Однажды, переехав в новый дом, возвышавшийся над старыми, ветхими сооружениями, доживавшими последние дни, я проснулся, разбуженный криком петуха. Как же приятен был его голос... Одинокий и, кажется, тоскующий. Этакий «рыцарь печального образа». Он будил нас каждое утро и мы с ребятами долго высматривали его из окна пока, наконец, не увидели. Это был большой белый петух. Его надсадный крик звучал, как отчаянная, прощальная песня. Его голос не могли заглушить ни чудовищный лязг железа, ни грохот двигателей.

Потом появился бульдозер, и того дома не стало. Только груда разбитых кирпичей да почерневших от времени бревен напоминали о нем. Таков закон жизни: рано или поздно, но старое непременно уходит, освобождая место новому. В городах это видишь с особенной ясностью.

Люди, жившие в стареньком домике, переехали в новый большой дом, а о судьбе того петуха можно только догадываться. Лучшее, что его могло ожидать, это жизнь в тесной клетке или в картонной коробке с дырочками...

Нет, не оставляет город места животным... Если дом — машина для жилья, как сказал Де Корбюзье, то город—не что иное как армада этих машин. А звери не могут жить вместе с машинами.

... В этот день мы покинули место ночевки чуть позже обычного. Уже сворачивали наше небогатое хозяйство, как вдруг мне послышался далекий пароходный гудок. Замер, прислушался... Нет, опять показалось. В который уж раз...

Собравшись, поднялись на обрывистый берег: низом по нему не пройти, прошли по верху сопки, снова спустились в распадок, взобрались на кручу и сразу остановились, как будто в кино или во сне: открылась большая река. Это был Енисей.

Мы совершенно не были подготовлены к такой неожиданной встрече и потому испытывали странные чувства, в которых радость почему-то мешалась с печалью. Я и до сих пор не знаю, откуда она, эта печаль.

Мы стояли на высоком правом берегу Енисея и видели, как он степенно нес свои холодные, тяжелые воды. Проходили суда, груженные лесом, машинами. Трудяга-буксир толкал впереди себя большую, глубоко сидящую баржу с песком. Плицы его колес изо всех сил баламутили, пенили воду, а движение еле было заметно: буксир шел против течения. Иногда проходило пассажирское судно, и тогда мы слышали музыку и видели людей, облокотившихся о перила на палубе. Как же непривычно было видеть все это...

Подумал, глядя на пассажирское судно: а ведь у них там и ресторан есть... Можно прийти, сесть за стол, покрытый белой скатертью, взять меню с перечнем всяческих яств и вкусно поесть. В любое время. Ну да теперь и нам ждать недолго осталось. Может, даже сегодня найдем магазин.

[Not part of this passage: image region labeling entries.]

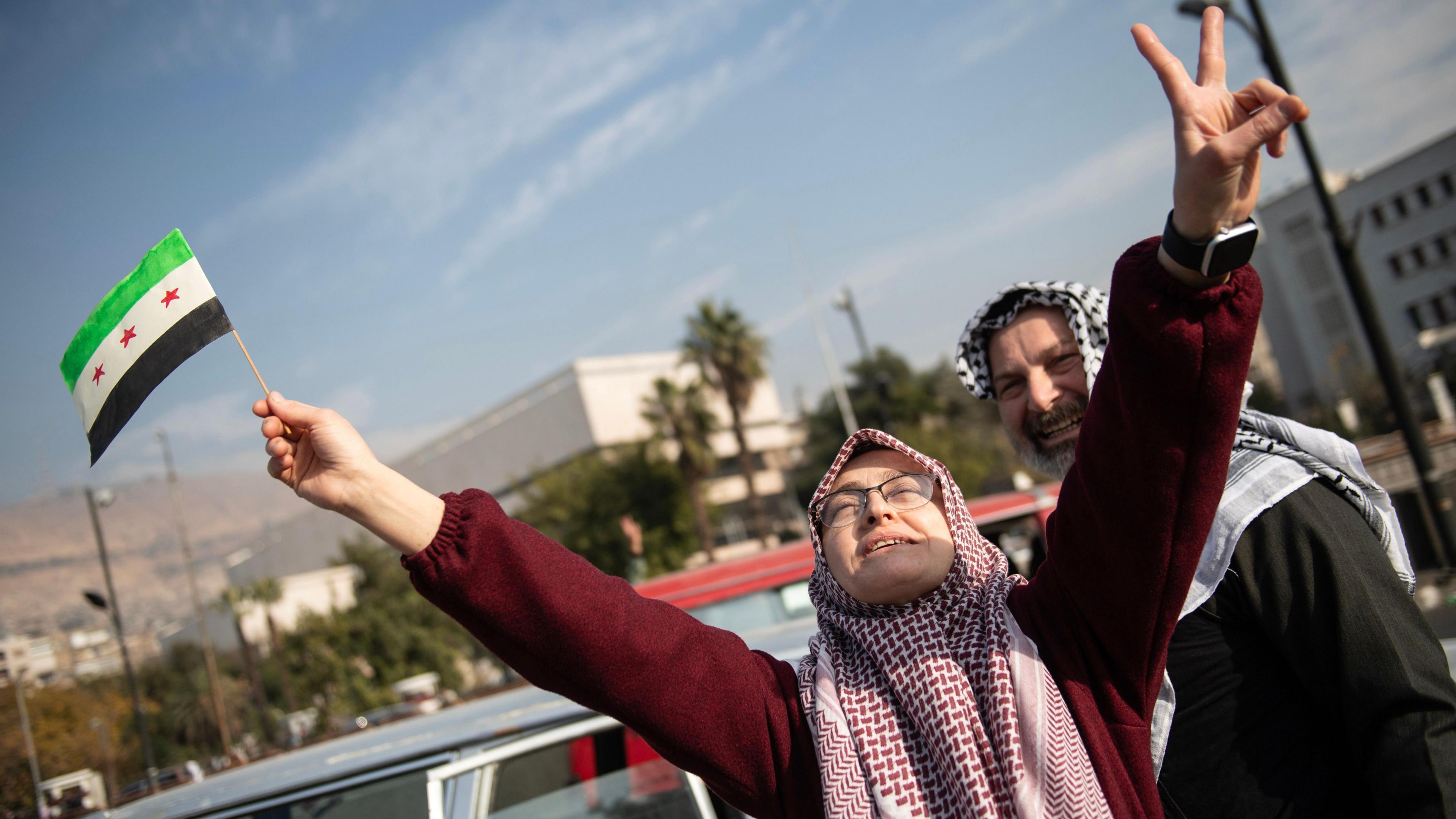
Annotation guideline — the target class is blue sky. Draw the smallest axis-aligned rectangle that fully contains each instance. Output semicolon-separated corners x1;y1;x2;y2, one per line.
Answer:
0;0;1456;503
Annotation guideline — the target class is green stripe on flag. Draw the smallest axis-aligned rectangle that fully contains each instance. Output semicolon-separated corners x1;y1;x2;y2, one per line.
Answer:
61;230;192;391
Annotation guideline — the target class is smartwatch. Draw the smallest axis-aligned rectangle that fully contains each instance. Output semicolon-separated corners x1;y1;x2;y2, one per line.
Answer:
1163;211;1260;278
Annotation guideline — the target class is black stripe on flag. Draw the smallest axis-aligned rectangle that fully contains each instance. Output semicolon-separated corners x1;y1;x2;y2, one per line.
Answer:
86;296;233;465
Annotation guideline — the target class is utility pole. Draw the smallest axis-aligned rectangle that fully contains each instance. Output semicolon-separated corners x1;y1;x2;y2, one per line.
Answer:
14;670;47;819
1178;0;1456;559
157;428;233;759
86;487;159;793
788;221;859;436
86;717;121;803
834;284;890;433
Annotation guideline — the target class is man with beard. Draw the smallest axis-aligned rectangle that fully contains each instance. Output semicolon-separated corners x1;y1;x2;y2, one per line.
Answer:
957;281;1456;819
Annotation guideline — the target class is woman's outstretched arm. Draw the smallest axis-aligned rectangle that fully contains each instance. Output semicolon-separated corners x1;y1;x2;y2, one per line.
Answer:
253;394;821;817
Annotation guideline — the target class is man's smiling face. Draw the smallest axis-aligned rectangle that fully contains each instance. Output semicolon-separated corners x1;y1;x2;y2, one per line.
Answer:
987;306;1087;478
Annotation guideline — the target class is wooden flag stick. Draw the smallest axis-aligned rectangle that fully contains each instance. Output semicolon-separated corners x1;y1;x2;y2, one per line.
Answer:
233;329;293;437
233;329;268;398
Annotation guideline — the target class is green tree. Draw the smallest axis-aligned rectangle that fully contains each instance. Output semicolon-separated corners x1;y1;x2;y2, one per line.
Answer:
248;577;298;712
0;678;144;816
215;586;278;740
515;443;699;577
642;379;718;560
683;300;769;544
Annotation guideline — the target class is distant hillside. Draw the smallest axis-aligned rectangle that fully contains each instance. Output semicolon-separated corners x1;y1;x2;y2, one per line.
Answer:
0;475;307;632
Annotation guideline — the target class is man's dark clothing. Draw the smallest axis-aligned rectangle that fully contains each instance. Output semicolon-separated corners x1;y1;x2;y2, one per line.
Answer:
1159;479;1456;819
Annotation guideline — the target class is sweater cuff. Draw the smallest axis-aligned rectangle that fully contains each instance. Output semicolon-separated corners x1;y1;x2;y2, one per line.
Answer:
399;490;495;574
1115;236;1255;311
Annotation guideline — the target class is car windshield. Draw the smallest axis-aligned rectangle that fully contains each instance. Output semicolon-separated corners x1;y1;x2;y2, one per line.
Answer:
687;580;814;634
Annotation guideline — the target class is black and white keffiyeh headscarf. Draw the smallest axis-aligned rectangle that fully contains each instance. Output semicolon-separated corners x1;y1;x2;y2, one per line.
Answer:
955;281;1415;769
955;281;1106;401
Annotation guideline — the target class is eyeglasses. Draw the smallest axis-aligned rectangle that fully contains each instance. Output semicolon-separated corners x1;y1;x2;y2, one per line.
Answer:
814;472;941;529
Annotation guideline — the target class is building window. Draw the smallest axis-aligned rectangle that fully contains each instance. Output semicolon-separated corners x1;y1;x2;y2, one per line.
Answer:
1405;304;1425;332
1294;245;1331;290
1315;294;1350;341
1284;216;1315;243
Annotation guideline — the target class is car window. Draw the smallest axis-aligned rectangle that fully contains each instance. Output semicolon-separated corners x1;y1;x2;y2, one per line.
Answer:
779;580;814;619
687;580;814;634
489;727;699;819
243;771;430;819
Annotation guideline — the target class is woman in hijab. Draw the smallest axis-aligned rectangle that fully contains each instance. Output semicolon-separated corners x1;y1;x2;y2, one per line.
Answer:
253;9;1307;817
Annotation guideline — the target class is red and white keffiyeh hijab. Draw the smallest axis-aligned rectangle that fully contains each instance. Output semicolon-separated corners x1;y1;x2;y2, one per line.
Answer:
799;430;1111;819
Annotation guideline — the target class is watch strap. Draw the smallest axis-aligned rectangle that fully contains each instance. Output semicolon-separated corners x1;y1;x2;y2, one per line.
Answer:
1163;210;1258;277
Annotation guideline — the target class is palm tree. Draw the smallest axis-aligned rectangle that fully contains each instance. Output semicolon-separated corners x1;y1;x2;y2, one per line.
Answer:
248;577;298;714
683;299;769;545
642;379;718;560
217;586;272;737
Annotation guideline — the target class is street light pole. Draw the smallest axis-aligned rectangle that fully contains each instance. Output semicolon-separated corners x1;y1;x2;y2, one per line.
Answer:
1178;0;1456;570
86;487;159;791
157;428;233;759
834;284;890;433
788;221;859;436
13;670;47;819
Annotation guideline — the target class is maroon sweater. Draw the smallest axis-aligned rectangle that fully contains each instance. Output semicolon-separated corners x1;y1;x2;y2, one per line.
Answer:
403;239;1261;819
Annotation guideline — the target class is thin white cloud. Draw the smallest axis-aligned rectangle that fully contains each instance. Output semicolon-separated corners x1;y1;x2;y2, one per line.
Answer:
205;0;751;239
648;191;745;256
657;262;738;321
146;0;352;74
923;0;1067;80
761;121;1172;335
442;9;833;284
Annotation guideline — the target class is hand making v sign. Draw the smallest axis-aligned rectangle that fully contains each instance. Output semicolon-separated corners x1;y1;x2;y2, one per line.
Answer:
1133;7;1309;284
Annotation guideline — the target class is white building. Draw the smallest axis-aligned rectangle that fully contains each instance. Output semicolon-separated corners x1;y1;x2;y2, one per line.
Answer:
227;353;804;584
0;634;66;685
1254;133;1456;405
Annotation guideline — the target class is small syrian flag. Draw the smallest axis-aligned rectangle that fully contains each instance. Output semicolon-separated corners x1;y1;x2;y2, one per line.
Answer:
61;230;233;463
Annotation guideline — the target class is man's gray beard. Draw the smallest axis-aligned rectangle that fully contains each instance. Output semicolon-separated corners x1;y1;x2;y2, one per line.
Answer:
1006;427;1078;481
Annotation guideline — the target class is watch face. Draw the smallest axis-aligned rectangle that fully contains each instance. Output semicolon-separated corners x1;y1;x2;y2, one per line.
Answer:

И вот мы вышли в последний наш переход. Теперь мы уже почти точно знали, что этот — последний: неподалеку, если двигаться против течения, должна быть деревня. А чуть подальше—и поселок, откуда мы вышли шестнадцать дней назад. Если мы не ошиблись и выйдем к нему, то петля или некое подобие круга, которые мы описали в тайге, замкнутся там, где и начались.

Мы шли по каменистому берегу Енисея, взбирались почти по отвесным склонам сопок, карабкались по скалам, продирались сквозь таежную чащу. Сухая паутина липла на лица, ветви шиповника, боярышника и дикой акации цепляли нас, словно не желая пропустить в свои владения. Откуда здесь, на сопках, над самой рекой, такое количество дикой акации?... Раньше в тайге мы ее не встречали.

Редкие теперь уже цветы попадались нам по дороге: большие белые ромашки, поменьше— лиловые, львиный зев—вот и все. Очень немного осталось живых красок в траве.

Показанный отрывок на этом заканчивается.